|
|
|
|
|
by cyberpunk
230 days ago
|
|
> Most systems handle this defensively with locks and runtime validation. So i work at an org with 1000s of terraform repos, we use the enterprise version which locks workspaces during runs etc. everywhere else i’ve worked, we either just use some lock mechanism or only do applies from a specific branch and CI enforces they run one at a time. My question is: who is this aimed at and what problem is it actually solving? Running terraform isn’t difficult - thousands of orgs handle it no problem - the issues I have with it with it have never been around lock contention and race conditions.. |
|
As you said, the common practice is to use locks on state to guarantee that operations don't step on each other. This works, however the cost is that if it takes 5 minutes to perform an operation, only one person can be doing an operation at a time, so if 5 devs are modifying infrastructure, the last one has to wait 25 minutes just to get back the plan, even if those 5 people are not changing overlapping resources in the state.

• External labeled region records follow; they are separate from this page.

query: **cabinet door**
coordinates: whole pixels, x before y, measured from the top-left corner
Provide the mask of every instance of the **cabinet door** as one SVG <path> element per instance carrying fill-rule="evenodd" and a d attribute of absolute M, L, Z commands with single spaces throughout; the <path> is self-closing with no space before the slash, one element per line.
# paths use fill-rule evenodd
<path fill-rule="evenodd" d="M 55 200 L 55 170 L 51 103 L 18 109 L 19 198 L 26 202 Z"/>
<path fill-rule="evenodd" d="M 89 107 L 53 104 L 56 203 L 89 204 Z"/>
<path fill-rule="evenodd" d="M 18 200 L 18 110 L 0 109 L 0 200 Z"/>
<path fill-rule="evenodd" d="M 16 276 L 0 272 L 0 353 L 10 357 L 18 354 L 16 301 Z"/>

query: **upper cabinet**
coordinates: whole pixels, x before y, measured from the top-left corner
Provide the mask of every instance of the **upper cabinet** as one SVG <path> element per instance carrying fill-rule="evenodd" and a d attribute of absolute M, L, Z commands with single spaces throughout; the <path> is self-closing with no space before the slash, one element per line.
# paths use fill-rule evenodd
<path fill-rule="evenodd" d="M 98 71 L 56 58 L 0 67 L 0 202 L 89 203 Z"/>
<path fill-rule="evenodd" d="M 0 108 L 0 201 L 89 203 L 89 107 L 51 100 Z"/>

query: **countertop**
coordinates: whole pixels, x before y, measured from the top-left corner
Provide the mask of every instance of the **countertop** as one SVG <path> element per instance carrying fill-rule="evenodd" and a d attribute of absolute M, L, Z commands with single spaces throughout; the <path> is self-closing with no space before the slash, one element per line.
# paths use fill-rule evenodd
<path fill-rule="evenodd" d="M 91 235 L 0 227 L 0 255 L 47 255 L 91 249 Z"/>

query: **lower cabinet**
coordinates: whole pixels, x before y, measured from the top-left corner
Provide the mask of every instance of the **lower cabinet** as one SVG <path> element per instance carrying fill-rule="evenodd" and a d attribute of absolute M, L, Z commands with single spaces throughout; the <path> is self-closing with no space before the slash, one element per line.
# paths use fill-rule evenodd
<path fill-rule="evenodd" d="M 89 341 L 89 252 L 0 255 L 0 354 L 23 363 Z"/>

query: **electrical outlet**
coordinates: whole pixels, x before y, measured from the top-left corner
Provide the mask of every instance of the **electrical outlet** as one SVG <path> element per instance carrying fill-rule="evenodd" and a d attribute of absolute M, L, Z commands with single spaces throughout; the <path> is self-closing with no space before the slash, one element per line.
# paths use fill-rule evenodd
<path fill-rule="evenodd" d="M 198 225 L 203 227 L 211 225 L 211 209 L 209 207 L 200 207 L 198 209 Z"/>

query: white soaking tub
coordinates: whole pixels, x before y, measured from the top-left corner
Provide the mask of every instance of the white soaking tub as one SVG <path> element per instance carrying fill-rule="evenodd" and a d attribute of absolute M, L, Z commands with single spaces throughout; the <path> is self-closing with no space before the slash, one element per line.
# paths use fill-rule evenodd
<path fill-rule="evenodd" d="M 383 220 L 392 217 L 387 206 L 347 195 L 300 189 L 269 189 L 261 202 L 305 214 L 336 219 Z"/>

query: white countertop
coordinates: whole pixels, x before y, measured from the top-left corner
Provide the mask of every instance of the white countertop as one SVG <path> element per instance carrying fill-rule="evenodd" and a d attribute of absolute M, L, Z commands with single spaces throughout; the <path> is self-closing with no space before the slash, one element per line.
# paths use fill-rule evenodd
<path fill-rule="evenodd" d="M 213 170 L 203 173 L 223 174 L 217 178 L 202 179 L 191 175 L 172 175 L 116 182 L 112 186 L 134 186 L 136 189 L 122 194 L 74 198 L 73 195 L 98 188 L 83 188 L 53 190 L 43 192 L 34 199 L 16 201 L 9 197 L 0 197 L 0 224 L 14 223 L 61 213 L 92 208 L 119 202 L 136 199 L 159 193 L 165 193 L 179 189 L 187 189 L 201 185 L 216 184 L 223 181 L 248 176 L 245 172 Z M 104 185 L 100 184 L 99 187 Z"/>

The way that most people deal with this is they take their infrastructure and break it up across multiple root modules, and then when those root modules, break it up again, etc.
Stategraph is solving the problem of getting all of the performance benefits of breaking up your root modules without breaking up your root modules. It dynamically determines which resources each of those 5 devs are operation on and, if the resources do not overlap, can run them in parallel.
That means Stategraph is manipulating state in a bit more sophisticated way than standard Terraform/Tofu, and we need to be careful we don't get it wrong.